Categories
Business Development News

What Influence Does Population Density Have on Neighborhood Improvement?

Data from the Cleveland Branch of the Federal Reserve Bank shows that a poor neighborhood’s income growth, while affected by internal factors, is also highly influenced by its surrounding metropolitan area.

Much the same that a poor family in a strong neighborhood is more likely to be lifted up by the rising tide in their neighborhood, it seems that poor areas of cities have the ability to function in the same manner.

The data from the Federal Reserve measures neighborhood growth, or lack thereof, from 1980 to 2008. Several statistics from the report come as a surprise.

First, while the report finds that a neighborhood’s percentage of residents with a high school degree, bachelor’s degree, and its unemployment rate in 1980 all have some correlation with that neighborhood’s chances of having income growth, the statistics are not all that strong.

The difference in bachelor’s degrees between neighborhoods with no income improvement and those with a high degree of income improvement was around 3%. Meanwhile, the unemployment rate was only about 2% lower in high income growth neighborhoods.

But perhaps the most striking evidence, at the local level, is how much population density correlates with a neighborhood’s likeliness to achieve high income growth.

Neighborhoods that had no improvement had, on average, a density of 12,028 people per square mile in 1980, while neighborhoods with high improvement had an average density more than double that of 30,399 people per square mile.

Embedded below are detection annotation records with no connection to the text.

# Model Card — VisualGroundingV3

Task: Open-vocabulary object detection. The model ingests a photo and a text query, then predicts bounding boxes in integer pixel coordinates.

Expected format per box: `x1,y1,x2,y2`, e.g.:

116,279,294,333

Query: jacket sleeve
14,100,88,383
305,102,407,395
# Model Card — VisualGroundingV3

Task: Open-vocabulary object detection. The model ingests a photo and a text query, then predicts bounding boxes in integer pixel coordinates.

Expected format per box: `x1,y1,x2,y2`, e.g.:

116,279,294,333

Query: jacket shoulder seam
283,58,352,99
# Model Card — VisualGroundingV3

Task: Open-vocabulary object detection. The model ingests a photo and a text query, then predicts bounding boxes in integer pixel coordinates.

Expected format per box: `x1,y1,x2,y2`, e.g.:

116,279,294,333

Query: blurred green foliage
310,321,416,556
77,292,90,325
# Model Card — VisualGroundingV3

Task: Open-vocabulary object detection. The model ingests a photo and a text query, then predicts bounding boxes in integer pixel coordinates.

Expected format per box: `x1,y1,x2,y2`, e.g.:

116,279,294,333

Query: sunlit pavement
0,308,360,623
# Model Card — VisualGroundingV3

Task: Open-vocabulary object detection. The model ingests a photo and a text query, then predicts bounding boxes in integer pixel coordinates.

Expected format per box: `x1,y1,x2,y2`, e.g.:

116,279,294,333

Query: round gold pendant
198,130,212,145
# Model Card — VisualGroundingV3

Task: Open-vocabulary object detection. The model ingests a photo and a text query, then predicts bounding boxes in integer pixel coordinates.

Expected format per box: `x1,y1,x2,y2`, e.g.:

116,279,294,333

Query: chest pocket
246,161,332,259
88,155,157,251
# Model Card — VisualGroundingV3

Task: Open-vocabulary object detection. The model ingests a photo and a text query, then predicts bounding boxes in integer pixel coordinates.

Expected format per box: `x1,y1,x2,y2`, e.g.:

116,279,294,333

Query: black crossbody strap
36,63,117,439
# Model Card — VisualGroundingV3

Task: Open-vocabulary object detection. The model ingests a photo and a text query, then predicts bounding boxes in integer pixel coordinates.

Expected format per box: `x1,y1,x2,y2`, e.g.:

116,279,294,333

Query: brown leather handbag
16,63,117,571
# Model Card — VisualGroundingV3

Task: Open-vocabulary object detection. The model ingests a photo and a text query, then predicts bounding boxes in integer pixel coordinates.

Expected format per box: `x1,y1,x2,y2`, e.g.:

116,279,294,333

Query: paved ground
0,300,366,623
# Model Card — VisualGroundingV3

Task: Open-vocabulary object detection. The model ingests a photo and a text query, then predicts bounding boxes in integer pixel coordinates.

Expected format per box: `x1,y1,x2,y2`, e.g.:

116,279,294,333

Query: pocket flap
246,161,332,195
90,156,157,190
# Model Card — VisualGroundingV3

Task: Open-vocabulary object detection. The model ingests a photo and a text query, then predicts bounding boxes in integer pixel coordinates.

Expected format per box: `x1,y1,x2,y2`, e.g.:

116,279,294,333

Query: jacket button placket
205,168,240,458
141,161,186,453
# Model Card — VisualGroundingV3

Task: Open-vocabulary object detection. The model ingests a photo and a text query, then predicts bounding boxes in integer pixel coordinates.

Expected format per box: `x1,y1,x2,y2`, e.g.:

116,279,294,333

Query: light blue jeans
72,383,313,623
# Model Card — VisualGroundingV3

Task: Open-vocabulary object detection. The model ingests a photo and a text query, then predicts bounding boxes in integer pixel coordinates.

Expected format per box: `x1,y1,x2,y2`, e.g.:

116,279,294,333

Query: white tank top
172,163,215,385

The City of Cincinnati, by comparison, has a population density around 3,810 people per square mile.

By 2008, the change is stark. Neighborhoods that received high income growth increased their educational attainment, population and population density at a much higher rate than what the report classifies as no-improvement neighborhoods.

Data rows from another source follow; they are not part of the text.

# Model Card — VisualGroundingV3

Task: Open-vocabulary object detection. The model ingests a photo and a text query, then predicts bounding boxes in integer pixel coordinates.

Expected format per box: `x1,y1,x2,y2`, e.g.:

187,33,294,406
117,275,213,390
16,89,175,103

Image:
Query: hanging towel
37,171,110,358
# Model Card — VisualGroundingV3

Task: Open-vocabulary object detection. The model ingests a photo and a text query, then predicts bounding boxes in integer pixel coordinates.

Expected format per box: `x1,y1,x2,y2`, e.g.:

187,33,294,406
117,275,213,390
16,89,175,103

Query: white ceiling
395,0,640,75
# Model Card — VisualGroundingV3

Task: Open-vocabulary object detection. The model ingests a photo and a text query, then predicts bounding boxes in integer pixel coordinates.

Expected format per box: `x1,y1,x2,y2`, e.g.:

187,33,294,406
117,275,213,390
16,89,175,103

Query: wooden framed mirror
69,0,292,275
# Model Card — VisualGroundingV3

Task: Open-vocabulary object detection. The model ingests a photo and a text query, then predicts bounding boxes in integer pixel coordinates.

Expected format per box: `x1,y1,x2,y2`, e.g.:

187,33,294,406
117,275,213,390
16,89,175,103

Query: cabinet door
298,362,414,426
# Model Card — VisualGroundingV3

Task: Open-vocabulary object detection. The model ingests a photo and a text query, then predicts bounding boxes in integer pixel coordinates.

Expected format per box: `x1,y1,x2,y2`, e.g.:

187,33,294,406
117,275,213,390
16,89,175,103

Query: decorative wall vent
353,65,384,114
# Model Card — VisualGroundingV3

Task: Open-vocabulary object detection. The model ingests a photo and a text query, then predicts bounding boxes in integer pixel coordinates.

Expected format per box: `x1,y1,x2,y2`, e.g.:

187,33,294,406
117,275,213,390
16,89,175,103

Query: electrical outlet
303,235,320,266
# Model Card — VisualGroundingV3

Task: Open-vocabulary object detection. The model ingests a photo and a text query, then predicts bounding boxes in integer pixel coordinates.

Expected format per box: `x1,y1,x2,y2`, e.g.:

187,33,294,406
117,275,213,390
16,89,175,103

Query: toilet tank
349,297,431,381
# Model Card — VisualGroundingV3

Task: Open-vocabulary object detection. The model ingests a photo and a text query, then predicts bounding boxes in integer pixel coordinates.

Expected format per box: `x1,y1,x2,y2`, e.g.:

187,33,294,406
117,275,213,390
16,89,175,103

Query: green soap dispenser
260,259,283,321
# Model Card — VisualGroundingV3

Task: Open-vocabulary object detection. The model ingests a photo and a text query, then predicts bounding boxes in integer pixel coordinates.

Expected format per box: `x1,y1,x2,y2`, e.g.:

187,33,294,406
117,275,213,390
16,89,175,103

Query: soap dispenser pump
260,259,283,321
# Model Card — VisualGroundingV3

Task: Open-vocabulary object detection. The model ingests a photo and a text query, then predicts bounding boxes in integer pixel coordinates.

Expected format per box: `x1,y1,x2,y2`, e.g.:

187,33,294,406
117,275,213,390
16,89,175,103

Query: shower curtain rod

The report also found that poor neighborhoods in low-growth metropolitan statistical areas (MSA) were more likely to remain stagnant or even shrink while poor neighborhoods in high-growth MSAs had a higher chance of experiencing income growth.

Growing at just 0.4% annually since the 2010 Census, the Cincinnati MSA would fall into that low-growth category.

While the average income of an MSA in 1980 may not be a good predictor of whether a neighborhood will experience high or low growth, neighborhoods that experienced high income growth were located in regions that experienced higher growth in income, a growing population and increased their population density.

As a result, two identical poor neighborhoods in New York City and Cleveland in 1980 would look much different in 2008, despite being in the same position 38 years prior. The assertion is that a growing metropolitan area has a tendency to lift the tide for all neighborhoods.

The Federal Reserve Bank of Cleveland points out, however, that some of this improvement in high-growth neighborhoods could be due to what they deem residential sorting; basically, changing demographics in the neighborhood.

While the evidence is not certain, the data also shows neighborhoods that experienced high-growth from 1980 to 2008 were also more likely to have gained residents (10%) than low-growth neighborhoods (-20.9%). Therefore, neighborhoods that experienced high growth were those that also had the greatest opportunity for demographic shifts to occur within the neighborhood.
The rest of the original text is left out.